Tecnologico de Monterrey, Escuela de Medicina y Ciencias de la Salud, Monterrey, Nuevo Leon, 64710, Mexico.
The Vivian L. Smith Department of Neurosurgery, McGovern Medical School, The University of Texas Health Science Center at Houston, Houston, TX, 77030, USA.
BMC Genomics. 2024 May 6;25(1):444. doi: 10.1186/s12864-024-10364-5.
Normalization is a critical step in the analysis of single-cell RNA-sequencing (scRNA-seq) datasets. Its main goal is to make gene counts comparable within and between cells. To do so, normalization methods must account for technical and biological variability. Numerous normalization methods have been developed addressing different sources of dispersion and making specific assumptions about the count data.
The selection of a normalization method has a direct impact on downstream analysis, for example differential gene expression and cluster identification. Thus, the objective of this review is to guide the reader in making an informed decision on the most appropriate normalization method to use. To this aim, we first give an overview of the different single cell sequencing platforms and methods commonly used including isolation and library preparation protocols. Next, we discuss the inherent sources of variability of scRNA-seq datasets. We describe the categories of normalization methods and include examples of each. We also delineate imputation and batch-effect correction methods. Furthermore, we describe data-driven metrics commonly used to evaluate the performance of normalization methods. We also discuss common scRNA-seq methods and toolkits used for integrated data analysis.
According to the correction performed, normalization methods can be broadly classified as within and between-sample algorithms. Moreover, with respect to the mathematical model used, normalization methods can further be classified into: global scaling methods, generalized linear models, mixed methods, and machine learning-based methods. Each of these methods depict pros and cons and make different statistical assumptions. However, there is no better performing normalization method. Instead, metrics such as silhouette width, K-nearest neighbor batch-effect test, or Highly Variable Genes are recommended to assess the performance of normalization methods.

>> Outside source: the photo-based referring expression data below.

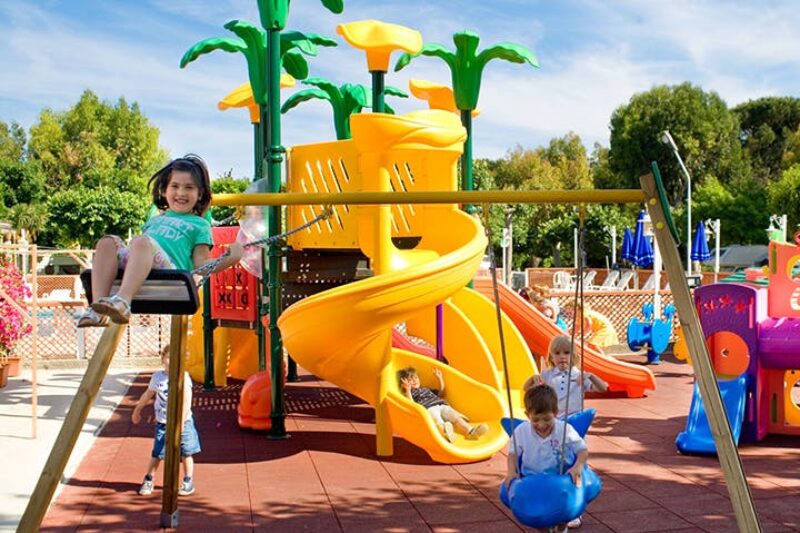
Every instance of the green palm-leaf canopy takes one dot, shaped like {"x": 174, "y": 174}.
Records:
{"x": 345, "y": 100}
{"x": 466, "y": 65}
{"x": 252, "y": 43}
{"x": 273, "y": 13}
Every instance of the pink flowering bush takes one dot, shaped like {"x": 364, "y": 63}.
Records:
{"x": 12, "y": 323}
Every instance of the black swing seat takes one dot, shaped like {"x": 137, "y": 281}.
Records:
{"x": 165, "y": 292}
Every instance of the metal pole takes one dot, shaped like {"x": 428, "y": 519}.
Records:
{"x": 275, "y": 160}
{"x": 613, "y": 245}
{"x": 716, "y": 227}
{"x": 666, "y": 138}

归一化是单细胞 RNA 测序(scRNA-seq)数据分析的关键步骤。其主要目标是使细胞内和细胞间的基因计数具有可比性。为此,归一化方法必须考虑技术和生物学变异性。已经开发了许多归一化方法来解决不同的分散源,并对计数数据做出特定假设。
归一化方法的选择对下游分析有直接影响,例如差异基因表达和聚类识别。因此,本综述的目的是指导读者就使用最合适的归一化方法做出明智的决定。为此,我们首先概述了不同的单细胞测序平台和常用的方法,包括分离和文库制备方案。接下来,我们讨论了 scRNA-seq 数据集固有的变异性来源。我们描述了归一化方法的类别,并包括每种方法的示例。我们还划定了插补和批次效应校正方法。此外,我们描述了常用的数据驱动指标来评估归一化方法的性能。我们还讨论了用于集成数据分析的常见 scRNA-seq 方法和工具包。
根据所执行的校正,归一化方法可以大致分为样本内和样本间算法。此外,根据所使用的数学模型,归一化方法可以进一步分为:全局缩放方法、广义线性模型、混合方法和基于机器学习的方法。这些方法中的每一种都有其优点和缺点,并做出不同的统计假设。然而,没有一种归一化方法表现更好。相反,建议使用轮廓宽度、K-最近邻批效应测试或高度可变基因等指标来评估归一化方法的性能。